Agalychnis taylori, commonly known as the red-eyed tree frog or Taylor's leaf frog, is a species of frog in the subfamily Phyllomedusinae. It was originally described as a subspecies of Agalychnis callidryas in 1957. In 1967 it was synonymized with Agalychnis callidryas by Savage and Heyer. In 2019, it was resurrected and elevated to a full species based on well-supported morphological data.

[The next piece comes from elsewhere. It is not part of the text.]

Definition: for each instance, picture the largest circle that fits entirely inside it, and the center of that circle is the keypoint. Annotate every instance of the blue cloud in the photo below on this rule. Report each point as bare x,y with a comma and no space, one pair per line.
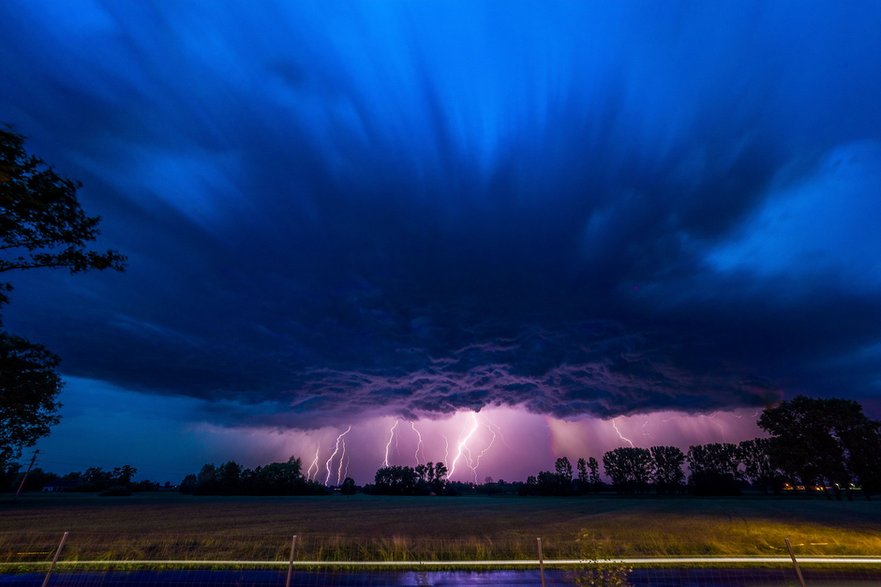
610,206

The range of Agalychnis taylori extends from central Veracruz, Mexico, to west-central Honduras.

==Habitat==
Agalychnis taylori appear in humid lowlands of in West-central Honduras, Guatemala, Belize, Oaxaca, and Southern Veracruz, Mexico. These organisms tend to flee to swamps during their mating season (wet seasons). During dry seasons they tend to inhabit canopy trees in primary forest.

==Reproduction==
Agalychnis tayloris mating process includes the male wrestling with another male for the female. The last male standing will then latch onto the females back backwards. The female will then find a leaf to lay her eggs on one at a time while the male fertilizes it.

==Diet==
Agalychnis tayloris diet consist of insects. These insects include Diptera, Caelifera, and mosquitoes of the Culicidae family. They capture and eat these insects at night. Their diet of insects help to prevent the overpopulation of mosquitoes and any other parasites.